接続を試みたところ、ORA-12545が発生しました。
%sqlplus /nolog SQL> conn scott/tiger@test_nsn ERROR: ORA-12545: ターゲット・ホストまたはオブジェクトが存在しないため、接続に失敗しました
SQL>
このメッセージが出力される場合、基本的にはtnsnames.oraのHOSTパラメータで指定したホスト名の名前解決ができていないことが原因であると考えられます。
そのため、まずはpingコマンドが成功するかどうかを確認します。今回の例では、ping machine1 の結果が unknown host となったので、クライアントのhosts ファイルにmachine1とそのIPアドレスを記入し、このエラーの対処を行いました。

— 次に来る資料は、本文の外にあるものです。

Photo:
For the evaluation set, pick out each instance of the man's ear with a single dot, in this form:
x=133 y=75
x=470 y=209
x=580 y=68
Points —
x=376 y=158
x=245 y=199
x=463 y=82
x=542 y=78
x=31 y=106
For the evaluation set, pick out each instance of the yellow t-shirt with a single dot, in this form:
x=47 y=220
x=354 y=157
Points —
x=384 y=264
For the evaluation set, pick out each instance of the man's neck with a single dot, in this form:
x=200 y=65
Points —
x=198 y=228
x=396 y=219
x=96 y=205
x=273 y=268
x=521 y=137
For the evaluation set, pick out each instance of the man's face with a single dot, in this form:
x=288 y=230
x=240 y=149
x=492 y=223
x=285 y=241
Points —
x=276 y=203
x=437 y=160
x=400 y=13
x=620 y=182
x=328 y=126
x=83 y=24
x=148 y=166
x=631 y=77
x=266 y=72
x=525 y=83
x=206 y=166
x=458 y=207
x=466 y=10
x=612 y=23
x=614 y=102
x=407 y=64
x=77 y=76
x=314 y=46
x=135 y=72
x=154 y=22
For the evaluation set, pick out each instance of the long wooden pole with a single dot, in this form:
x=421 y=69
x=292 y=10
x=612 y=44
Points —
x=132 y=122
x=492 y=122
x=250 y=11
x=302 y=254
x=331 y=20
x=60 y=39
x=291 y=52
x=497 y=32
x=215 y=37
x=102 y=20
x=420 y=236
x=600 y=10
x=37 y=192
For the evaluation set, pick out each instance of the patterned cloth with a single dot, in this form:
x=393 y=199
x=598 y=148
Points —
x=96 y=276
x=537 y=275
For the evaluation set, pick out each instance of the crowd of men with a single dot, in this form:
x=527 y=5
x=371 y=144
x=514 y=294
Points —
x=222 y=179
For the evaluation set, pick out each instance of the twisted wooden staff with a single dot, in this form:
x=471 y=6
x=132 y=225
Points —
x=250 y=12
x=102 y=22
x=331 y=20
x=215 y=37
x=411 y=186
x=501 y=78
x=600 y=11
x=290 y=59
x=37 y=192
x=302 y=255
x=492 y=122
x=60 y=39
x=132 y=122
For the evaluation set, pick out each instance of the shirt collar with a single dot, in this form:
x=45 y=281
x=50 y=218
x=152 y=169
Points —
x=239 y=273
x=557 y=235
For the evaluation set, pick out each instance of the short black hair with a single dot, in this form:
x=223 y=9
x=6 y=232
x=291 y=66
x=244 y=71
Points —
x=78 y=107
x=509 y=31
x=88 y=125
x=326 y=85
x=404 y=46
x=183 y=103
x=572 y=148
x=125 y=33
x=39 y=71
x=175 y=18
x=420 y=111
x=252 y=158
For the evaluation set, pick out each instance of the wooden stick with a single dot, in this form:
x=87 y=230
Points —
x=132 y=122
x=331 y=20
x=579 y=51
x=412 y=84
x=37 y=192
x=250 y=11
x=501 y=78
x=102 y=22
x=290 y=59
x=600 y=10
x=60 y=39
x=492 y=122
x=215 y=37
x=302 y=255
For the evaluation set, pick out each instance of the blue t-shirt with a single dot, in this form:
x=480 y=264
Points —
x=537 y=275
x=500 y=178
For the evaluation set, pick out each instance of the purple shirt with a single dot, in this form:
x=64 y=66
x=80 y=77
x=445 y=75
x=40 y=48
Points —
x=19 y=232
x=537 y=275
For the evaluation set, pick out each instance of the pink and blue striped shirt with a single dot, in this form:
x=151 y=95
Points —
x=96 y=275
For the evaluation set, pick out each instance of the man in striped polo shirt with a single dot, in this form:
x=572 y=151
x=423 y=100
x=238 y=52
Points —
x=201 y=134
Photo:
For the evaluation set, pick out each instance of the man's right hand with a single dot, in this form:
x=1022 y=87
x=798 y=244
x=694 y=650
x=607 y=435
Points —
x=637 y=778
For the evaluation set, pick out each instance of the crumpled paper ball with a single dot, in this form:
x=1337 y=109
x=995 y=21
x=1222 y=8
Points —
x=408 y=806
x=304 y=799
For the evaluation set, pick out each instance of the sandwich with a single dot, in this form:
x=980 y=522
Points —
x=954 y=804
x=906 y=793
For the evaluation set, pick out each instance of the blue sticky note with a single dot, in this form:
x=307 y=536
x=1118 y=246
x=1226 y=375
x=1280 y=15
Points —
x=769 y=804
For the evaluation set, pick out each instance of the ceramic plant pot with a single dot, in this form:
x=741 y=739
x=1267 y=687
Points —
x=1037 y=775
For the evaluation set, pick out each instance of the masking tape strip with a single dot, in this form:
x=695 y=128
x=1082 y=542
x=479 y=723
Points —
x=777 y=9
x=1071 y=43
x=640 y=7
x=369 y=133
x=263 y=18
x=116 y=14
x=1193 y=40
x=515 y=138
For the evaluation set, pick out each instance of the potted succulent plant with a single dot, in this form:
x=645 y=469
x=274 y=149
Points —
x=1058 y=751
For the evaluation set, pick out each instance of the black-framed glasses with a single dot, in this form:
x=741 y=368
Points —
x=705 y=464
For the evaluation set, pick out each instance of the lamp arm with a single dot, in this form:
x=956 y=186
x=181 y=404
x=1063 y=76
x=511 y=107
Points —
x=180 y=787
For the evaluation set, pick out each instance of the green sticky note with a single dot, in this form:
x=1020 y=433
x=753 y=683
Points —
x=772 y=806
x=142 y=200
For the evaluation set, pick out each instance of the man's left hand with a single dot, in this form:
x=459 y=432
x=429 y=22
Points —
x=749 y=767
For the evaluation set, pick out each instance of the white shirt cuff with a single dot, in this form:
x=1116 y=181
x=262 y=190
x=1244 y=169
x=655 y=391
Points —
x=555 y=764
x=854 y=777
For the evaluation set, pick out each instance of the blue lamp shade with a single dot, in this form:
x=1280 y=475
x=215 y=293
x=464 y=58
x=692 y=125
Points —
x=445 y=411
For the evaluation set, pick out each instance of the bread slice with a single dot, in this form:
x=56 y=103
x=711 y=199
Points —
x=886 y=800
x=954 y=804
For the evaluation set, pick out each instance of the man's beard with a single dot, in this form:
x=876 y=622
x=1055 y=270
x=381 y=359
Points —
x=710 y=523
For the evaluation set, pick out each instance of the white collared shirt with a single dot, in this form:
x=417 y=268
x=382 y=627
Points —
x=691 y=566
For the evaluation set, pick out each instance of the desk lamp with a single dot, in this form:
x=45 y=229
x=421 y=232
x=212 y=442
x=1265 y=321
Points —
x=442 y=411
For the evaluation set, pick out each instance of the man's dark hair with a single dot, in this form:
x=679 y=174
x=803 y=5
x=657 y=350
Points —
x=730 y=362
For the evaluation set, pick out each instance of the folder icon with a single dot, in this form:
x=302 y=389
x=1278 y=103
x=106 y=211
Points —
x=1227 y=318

補足となりますが、そのほかにデータベースサーバまで届かないケースとして、
ORA-12535: TNS: 操作はタイムアウトしました。
ORA-12170: TNS: 接続タイムアウトが発生しました。
といったメッセージが発生するケースもあります。これらのメッセージは、ネットワークやファイアウォールの問題であったり、データベースサーバが落ちていたり、hostsファイルやtnsnames.oraに設定されているIPアドレスが間違っていたりと発生要因はさまざまです。なお、これらエラーはマシンの負荷やネットワークの負荷でも発生する場合もあります。